Note: If you want to test this dissection out for yourself, please note that I take no responsibility in any accounts getting banned for Terms Of Service violations. And no, I don't have an active account anymore; I '/wowquit' on my own terms long ago.
To understand the gaming protocol, one must understand the overall process that the game goes through. Most MMO games will first do a file and version check, then download a patch if necessary. After the client is up to date, the game starts and the user can enter their account information to authenticate with the login server. If successful, they are presented with a list of game servers to choose, which starts a new network connection to the game server. "World of Warcraft" runs this process slightly different with the authentication process first, then the client version check, and then the hand off to the game server. Some games will use standard protocols, such as HTTP for patch updates or HTTPS for authentication, but the game communication itself can be gibberish to the untrained eye. "World of Warcraft" uses its own protocol on TCP port 3724 for the authentication and game communication. Patch updates are transferred over the BitTorrent protocol.
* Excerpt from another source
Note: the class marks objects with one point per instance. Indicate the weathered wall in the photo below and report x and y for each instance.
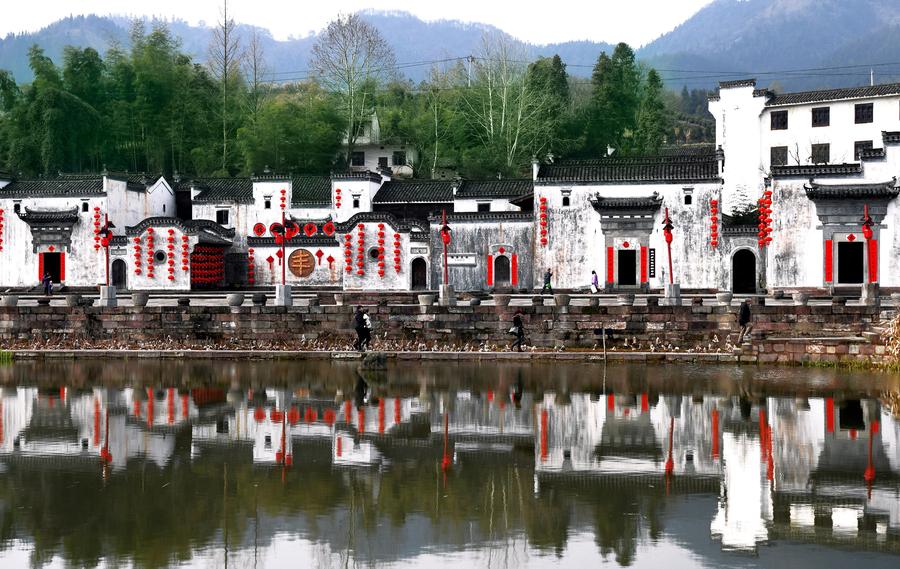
(475, 236)
(690, 326)
(83, 264)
A basic understanding of computer science is required for this type of research. When writing programming code or stepping about in a debugger, one has to keep in mind that data typically comes in 4 byte segments, but may also be in a single byte, 2 bytes, or larger sizes. In most file formats, data is typically stored with a null (00) byte to terminate the data string or with a length value prepended before the string so that the program reading the file can know how far to look. Data can be written in different directions, which is referred to as its endianness. If these concepts are new to you, you may want to read some more about it.
Here is an example of the first packet sent by the Warcraft client in the authentication session. The TCP/IP headers have been omitted.
0030 02 22 00 57 6f 57 00 01 07 .".WoW... 0040 00 3f 12 36 38 78 00 6e 69 57 00 53 55 6e 65 98 .?.68x.niW.SUne. 0050 fe ff ff c0 a8 01 aa 04 54 45 53 54 ........TEST
You already know that this is a Warcraft game packet, so the "WoW" string should stand out. How about the other bytes? Looking toward the beginning, we see that there are 3 bytes that precede the "WoW" string. We might assume that 2 of those bytes are together and one is a single byte, possibly using its bits as flags. But which, and to what purpose? "02 22" can be 8706 decimal or 546 decimal, depending on the endianness. Those values do not make much sense. How about the next byte pair "22 00"? That's a nice small number in little endian; only 34 decimal. Could it be a length? By counting 34 bytes into the packet after those bytes, we would arrive at the very end of the packet. So perhaps these two bytes are the length of the rest of the packet. By gathering more packet traces using different account names, we can see the same pattern start to emerge. We can deduce that the 2nd the 3rd bytes are length bytes. Observation of minor changes to data is essential in this method of research. One might try a different account name each time, or client version, or a different IP address, or even a different desktop system entirely to induce changes in the data.
After enough data gathering and analysis, we can easily deduce the following packet schema from the game client (version 1.7.0.4671):
0030 02 22 00 57 6f 57 00 01 07 .".WoW...
0040 00 3f 12 36 38 78 00 6e 69 57 00 53 55 6e 65 98 .?.68x.niW.SUne.
0050 fe ff ff c0 a8 01 aa 04 54 45 53 54 ........TEST
In little endian:
02 Packet Type
22 00 Length of rest of packet
WoW 00 Packet Identifier: "WoW"
01 Major Version number of client program
07 Minor Version number of client program
00 Patch Version of client program
3f 12 Build Number of client ("4671")
68x 00 Client Processor (either "x86" or "PPC")
niW 00 Client Operating system (either "Win" or "OSX")
SUne Client Language setting ("enUS" here)
98 fe ff ff Unknown
c0 a8 01 aa Client's real IP address
04 Length of the following Account Name
TEST Account Name
The 4 unknown bytes are of little importance to the identification of the protocol. We could use a debugger if we really wanted to know what the bytes are used for, but it is not necessary as we have plenty of labeled data to work with. You can see that the password for the account is not sent here, but is rather sent later after a response from the authentication server. For those wondering, the password is not sent "in the clear" for all to see like the account name.
I hope this gives some insight into how to read this and other "unknown" protocols. As George would say: "I have no end for this, so I will take a bow."